I used my jiva tendrils to feel all over the device, teeping into its details. When I pulled back on the rear lever, the rectangular blade sheared into a lozenge shape. It took all my strength to keep the shoe from darting away, as the top edge tried to keep up with the bottom.

I was getting an idea for an invention.

Teeping into the house, I examined the design for Grandpa's chair, and I got my jiva to manufacture a zickzack copy that was three times as wide—like a sofa. It felt very elegant to work with the jiva, as if I had a zillion delicate tendrils issuing from my hands.

When the new couch was done, Ginnie flopped onto the iridescent cushions and made herself comfortable. But I still had more to do.

Mijjy and I put a support plate under the couch, a kind of sled. Using the plow shoes as a model, I constructed a pair of levers that could shear the shape of the sled, and implemented the subtle trick of linking the sled's top to its bottom. The topological moves were a little more complicated for this plate-like shape than for the narrow edges of the plow shoes, especially since the shear factor could be different along the plate's two sides. I was aided by my biotech experiences with folding long-chain molecules into proteins.

“What's all this about?” demanded Ginnie. “I thought we were ready to leave.”

“I've invented a replacement for Flimsy's missing cars!” I crowed a moment later. “The cruiser couch. Hop aboard and we're on the road.”

15: Cruiser Couch

W
e three settled onto my cruiser couch. I pulled back on the levers, balancing them so we'd go straight ahead. We chugged along, scraping a wide furrow into the ground.
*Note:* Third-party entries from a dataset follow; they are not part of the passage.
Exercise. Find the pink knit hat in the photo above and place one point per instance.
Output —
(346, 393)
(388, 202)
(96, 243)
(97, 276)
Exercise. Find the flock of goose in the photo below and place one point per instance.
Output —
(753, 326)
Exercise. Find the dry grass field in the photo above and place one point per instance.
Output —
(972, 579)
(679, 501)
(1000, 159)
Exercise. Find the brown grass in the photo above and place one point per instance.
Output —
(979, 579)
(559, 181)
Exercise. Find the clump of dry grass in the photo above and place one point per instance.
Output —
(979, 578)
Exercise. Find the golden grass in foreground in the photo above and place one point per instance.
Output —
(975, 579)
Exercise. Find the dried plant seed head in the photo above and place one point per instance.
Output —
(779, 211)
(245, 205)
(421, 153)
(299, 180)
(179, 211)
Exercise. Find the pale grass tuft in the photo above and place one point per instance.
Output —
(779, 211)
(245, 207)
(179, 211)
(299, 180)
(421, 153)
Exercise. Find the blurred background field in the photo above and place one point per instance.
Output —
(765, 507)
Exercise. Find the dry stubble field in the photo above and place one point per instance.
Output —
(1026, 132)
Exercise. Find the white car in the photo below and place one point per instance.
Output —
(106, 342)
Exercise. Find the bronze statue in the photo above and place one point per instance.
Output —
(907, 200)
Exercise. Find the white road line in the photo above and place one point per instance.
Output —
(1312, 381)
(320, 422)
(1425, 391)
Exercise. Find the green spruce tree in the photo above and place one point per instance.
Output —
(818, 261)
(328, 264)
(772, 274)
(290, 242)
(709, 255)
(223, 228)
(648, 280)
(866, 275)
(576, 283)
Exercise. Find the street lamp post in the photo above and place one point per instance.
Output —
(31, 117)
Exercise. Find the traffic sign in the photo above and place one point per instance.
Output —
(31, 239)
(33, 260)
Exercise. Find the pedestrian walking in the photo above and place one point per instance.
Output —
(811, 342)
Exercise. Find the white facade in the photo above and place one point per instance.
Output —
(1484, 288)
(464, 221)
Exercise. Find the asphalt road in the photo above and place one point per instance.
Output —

Pausing to think things over, I hit upon the idea of adding a second layer of tweaked space beneath the sled—a slab with its top glued to its bottom the wrong way round.

The new layer created an effect like antigravity. The couch jiggled above the ground as if on springs. We were really ready to travel now. We tooled onward across the rolling meadow that lay before Monin's dome house, making easily thirty miles per hour.